In Between the Acts, The Globe and Mail takes a look at how artists manage their time before and after a creative endeavour.

The singer Nikki Yanofsky has played some of the most prestigious jazz festival stages. She’s worked with legendary producers Phil Ramone and Quincy Jones. The jazz-popping Montrealer performed the theme song I Believe at the Vancouver Winter Olympics in 2010, and she’s currently at work on her fourth album, due out this year. But in 2006, when she walked out on stage at the Montreal Jazz Festival for her professional debut, a preteen Yanofsky was very much wet behind the ears. She still is, at 24. Recently, she spoke to The Globe and Mail about her influences, her collaborators and her latest single, Big Mouth, a song written somewhere between rinse and repeat in the shower.

I wrote the single Big Mouth on the day of the Woman’s March, in 2018. I was watching the news and was inspired. Later, I was in the shower, washing my hair when the chorus of the song came to me. I record all my ideas on my phone. On the original voicemail, you can hear the shower running in the background.

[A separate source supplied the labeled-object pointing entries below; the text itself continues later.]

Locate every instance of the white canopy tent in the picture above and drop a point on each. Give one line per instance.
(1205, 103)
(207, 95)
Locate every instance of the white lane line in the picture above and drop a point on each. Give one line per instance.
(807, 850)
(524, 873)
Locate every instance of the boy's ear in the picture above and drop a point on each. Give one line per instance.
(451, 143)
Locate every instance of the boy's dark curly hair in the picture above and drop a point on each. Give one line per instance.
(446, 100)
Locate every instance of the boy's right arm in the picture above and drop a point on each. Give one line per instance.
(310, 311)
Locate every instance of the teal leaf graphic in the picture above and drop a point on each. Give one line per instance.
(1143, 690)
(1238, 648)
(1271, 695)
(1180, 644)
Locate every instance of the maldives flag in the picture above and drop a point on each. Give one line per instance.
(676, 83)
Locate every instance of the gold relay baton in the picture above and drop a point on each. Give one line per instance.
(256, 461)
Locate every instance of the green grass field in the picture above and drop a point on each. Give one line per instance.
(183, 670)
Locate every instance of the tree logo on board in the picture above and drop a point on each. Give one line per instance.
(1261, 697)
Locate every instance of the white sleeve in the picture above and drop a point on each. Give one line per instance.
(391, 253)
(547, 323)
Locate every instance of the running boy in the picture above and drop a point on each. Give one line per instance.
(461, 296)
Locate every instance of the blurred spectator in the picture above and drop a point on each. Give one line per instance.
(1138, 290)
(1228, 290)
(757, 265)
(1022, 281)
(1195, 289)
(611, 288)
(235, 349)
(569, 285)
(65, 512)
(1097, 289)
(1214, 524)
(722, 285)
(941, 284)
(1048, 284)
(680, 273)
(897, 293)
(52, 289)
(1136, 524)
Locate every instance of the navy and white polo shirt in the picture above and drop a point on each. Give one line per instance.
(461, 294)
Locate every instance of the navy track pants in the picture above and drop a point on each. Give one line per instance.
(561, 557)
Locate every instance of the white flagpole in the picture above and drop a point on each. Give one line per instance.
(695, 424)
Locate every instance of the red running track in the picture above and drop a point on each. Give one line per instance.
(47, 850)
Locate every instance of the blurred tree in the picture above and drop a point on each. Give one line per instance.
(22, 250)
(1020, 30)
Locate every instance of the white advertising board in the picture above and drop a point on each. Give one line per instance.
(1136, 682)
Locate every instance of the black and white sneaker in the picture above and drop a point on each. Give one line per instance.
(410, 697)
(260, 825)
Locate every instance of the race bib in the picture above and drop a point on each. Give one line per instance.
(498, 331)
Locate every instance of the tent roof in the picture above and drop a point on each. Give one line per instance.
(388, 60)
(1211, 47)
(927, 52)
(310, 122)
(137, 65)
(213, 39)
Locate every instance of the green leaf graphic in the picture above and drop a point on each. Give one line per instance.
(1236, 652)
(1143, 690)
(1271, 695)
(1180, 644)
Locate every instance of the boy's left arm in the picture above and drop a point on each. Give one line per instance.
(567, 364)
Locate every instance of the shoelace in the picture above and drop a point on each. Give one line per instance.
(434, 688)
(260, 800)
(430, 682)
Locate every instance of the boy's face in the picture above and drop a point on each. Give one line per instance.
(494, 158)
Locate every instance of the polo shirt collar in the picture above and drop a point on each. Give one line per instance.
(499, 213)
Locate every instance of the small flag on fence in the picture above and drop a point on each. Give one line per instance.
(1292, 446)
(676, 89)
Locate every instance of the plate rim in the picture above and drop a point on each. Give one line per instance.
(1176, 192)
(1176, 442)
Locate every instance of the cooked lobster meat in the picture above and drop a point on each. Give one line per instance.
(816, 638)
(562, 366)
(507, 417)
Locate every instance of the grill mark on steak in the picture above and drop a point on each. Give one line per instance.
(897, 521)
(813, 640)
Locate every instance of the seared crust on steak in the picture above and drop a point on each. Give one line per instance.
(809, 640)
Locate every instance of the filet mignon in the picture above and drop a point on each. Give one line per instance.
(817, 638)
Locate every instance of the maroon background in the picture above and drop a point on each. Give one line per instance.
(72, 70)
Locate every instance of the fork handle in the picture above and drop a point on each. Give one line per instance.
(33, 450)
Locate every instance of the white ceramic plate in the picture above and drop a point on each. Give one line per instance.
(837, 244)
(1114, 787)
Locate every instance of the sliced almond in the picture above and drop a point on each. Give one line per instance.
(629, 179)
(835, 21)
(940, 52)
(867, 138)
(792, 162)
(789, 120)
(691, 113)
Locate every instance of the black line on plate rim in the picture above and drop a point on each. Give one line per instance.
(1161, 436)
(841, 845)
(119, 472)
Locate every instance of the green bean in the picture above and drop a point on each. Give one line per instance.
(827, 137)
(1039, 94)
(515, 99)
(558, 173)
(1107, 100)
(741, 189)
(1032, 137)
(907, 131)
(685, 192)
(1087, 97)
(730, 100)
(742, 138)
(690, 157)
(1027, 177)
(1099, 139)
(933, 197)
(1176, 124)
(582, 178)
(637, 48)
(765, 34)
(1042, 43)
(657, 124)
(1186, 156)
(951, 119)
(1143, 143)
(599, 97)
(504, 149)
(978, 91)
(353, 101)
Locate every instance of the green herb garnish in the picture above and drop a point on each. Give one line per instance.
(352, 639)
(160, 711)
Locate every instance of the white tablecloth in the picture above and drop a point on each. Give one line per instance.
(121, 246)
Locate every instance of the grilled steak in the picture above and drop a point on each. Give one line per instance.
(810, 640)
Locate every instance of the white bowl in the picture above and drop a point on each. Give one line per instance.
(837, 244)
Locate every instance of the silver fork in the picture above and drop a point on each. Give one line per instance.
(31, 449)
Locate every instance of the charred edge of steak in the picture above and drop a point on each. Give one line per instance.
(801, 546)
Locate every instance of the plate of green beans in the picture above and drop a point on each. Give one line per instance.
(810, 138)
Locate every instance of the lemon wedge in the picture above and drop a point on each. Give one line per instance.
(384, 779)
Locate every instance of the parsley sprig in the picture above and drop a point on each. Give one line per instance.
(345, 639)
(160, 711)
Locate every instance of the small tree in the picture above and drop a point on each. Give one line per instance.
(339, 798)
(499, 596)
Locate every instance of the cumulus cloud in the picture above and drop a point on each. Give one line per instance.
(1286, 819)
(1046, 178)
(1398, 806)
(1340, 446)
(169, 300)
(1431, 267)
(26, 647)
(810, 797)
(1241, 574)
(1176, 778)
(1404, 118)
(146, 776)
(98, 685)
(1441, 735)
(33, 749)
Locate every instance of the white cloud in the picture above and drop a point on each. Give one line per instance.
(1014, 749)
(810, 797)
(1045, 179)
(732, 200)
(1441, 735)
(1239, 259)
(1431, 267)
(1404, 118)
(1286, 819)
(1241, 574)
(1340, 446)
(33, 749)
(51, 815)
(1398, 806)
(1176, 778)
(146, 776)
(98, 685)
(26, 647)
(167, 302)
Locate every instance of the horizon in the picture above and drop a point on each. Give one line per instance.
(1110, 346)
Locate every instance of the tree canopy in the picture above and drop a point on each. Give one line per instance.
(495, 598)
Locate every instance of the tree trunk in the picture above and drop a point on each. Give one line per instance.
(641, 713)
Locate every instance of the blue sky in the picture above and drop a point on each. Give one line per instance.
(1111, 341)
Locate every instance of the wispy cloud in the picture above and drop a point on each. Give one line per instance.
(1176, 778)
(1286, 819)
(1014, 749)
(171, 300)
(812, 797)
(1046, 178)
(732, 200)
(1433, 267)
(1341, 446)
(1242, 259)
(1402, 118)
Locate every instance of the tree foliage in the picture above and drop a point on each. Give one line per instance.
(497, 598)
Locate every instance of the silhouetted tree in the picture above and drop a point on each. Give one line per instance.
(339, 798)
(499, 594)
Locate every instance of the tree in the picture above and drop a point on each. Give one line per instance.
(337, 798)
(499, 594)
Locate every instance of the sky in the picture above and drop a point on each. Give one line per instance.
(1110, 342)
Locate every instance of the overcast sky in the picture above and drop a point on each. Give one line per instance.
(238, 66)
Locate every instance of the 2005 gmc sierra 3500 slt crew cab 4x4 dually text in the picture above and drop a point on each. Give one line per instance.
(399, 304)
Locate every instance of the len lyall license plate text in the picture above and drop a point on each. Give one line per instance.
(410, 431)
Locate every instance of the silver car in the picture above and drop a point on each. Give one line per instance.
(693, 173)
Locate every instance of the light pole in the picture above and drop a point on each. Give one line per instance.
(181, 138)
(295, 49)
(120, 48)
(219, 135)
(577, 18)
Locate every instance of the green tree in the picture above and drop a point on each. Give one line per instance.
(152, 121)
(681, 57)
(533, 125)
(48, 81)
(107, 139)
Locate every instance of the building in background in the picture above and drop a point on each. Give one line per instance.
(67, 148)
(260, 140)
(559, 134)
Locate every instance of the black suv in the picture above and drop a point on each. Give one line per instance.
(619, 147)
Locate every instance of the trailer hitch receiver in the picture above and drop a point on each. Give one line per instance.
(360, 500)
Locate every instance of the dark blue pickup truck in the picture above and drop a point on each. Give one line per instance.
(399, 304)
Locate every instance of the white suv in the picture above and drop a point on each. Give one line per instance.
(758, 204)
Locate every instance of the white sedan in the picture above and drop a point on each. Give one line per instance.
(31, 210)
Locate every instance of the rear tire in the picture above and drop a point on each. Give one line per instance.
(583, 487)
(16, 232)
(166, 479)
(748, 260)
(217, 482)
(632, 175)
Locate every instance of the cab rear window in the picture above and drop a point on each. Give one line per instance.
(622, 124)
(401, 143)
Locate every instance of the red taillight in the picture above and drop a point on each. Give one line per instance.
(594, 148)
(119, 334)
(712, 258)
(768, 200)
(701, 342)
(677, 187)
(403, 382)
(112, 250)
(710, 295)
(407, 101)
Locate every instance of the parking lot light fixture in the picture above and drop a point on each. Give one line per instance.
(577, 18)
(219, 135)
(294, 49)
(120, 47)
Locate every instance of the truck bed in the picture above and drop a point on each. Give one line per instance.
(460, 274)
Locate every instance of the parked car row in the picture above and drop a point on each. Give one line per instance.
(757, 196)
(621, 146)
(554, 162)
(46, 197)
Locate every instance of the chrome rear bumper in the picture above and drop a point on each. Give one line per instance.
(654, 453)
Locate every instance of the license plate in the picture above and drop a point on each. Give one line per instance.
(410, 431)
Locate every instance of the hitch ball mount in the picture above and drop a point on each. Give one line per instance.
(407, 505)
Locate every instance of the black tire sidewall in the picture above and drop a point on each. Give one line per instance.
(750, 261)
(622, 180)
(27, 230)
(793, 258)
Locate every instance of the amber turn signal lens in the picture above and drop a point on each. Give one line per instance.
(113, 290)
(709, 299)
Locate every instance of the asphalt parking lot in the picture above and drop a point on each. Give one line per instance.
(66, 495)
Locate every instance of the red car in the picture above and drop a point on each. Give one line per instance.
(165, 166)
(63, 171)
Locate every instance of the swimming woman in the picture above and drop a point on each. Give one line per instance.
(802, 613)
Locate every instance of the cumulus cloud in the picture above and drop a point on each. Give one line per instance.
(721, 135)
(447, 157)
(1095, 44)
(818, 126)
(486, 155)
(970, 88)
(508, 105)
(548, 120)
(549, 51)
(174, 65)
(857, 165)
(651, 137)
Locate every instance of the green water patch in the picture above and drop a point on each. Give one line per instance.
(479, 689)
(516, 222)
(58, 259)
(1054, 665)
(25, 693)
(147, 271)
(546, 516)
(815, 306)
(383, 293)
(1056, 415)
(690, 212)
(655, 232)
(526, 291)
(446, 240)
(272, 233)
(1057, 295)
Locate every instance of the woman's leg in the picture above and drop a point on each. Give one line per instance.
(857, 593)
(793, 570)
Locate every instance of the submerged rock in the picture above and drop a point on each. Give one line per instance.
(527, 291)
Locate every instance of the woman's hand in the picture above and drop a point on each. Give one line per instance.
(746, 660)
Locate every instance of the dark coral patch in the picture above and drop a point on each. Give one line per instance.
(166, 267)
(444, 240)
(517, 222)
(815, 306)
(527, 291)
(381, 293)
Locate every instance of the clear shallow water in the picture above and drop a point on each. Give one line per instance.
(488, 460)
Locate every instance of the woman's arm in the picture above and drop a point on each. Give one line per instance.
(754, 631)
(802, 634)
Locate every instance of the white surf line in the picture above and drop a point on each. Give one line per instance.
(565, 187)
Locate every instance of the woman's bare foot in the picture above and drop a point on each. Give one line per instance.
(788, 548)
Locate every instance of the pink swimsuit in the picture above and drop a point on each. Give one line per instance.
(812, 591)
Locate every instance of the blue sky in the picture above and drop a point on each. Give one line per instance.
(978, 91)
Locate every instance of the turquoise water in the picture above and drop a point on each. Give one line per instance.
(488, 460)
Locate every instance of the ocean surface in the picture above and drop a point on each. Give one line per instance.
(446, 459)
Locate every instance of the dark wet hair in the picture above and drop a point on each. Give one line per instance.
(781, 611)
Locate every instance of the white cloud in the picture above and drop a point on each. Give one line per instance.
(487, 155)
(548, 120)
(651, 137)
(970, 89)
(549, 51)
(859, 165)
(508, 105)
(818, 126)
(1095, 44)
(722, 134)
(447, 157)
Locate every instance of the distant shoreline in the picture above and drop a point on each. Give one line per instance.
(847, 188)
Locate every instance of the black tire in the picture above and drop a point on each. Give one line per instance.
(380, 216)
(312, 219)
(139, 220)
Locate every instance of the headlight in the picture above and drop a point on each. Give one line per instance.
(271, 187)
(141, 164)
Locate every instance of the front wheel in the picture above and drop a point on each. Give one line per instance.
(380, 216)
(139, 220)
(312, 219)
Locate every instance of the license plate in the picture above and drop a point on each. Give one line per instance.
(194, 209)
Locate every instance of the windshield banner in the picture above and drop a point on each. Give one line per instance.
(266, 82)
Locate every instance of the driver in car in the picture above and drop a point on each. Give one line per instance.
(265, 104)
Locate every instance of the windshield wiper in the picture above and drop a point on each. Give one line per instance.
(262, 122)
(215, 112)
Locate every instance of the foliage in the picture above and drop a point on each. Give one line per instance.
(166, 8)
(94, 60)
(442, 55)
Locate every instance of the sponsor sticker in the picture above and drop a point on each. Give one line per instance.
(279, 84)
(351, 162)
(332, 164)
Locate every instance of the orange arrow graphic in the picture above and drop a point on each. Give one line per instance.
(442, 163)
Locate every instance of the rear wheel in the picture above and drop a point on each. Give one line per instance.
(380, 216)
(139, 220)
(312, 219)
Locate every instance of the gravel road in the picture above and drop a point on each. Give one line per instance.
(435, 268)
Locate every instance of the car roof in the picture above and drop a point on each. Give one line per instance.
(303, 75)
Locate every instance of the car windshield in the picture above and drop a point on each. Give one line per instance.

I’ve been working with Andrew Dawson. He produced Big Mouth and he’s working on some other tracks on the album. He walks the line sonically, incorporating real musical parts and having every instrument work with the others. Nothing is walking over another part. It’s modern, but you can still create it live. We won’t need any weird sounds on the keyboard.

There’s a song on the record called Blowin’ Smoke. It was written with Andrew Dawson and Noah Conrad. I’d never worked with Noah, and he came into the session carrying a trumpet. You don’t often see a young guy with a trumpet, but because he had a gig later he brought it with him.

I asked him who his favourite player was. He said Clark Terry. I knew he knew what he was talking about, then. So, because we had the trumpet, I felt we had to use it. It ended up driving the session in that direction. And now the song has an epic trumpet solo on it. That’s something I wouldn’t have thought of on my own.

Big Mouth is the most pop-sounding song on the record. There are a lot of throwback sounds. You reference what you listen to, and while I listen to a ton of jazz, there’s a lot of Aretha Franklin and soul and Motown and Nancy Sinatra and Dusty Springfield. It’s a sixties feel, but it feels original.

I think when people hear the album, they’ll get it. In the past, I always felt I had to explain where the music was coming from. But for this album, people will understand it right away. At least that’s what I’m hoping for.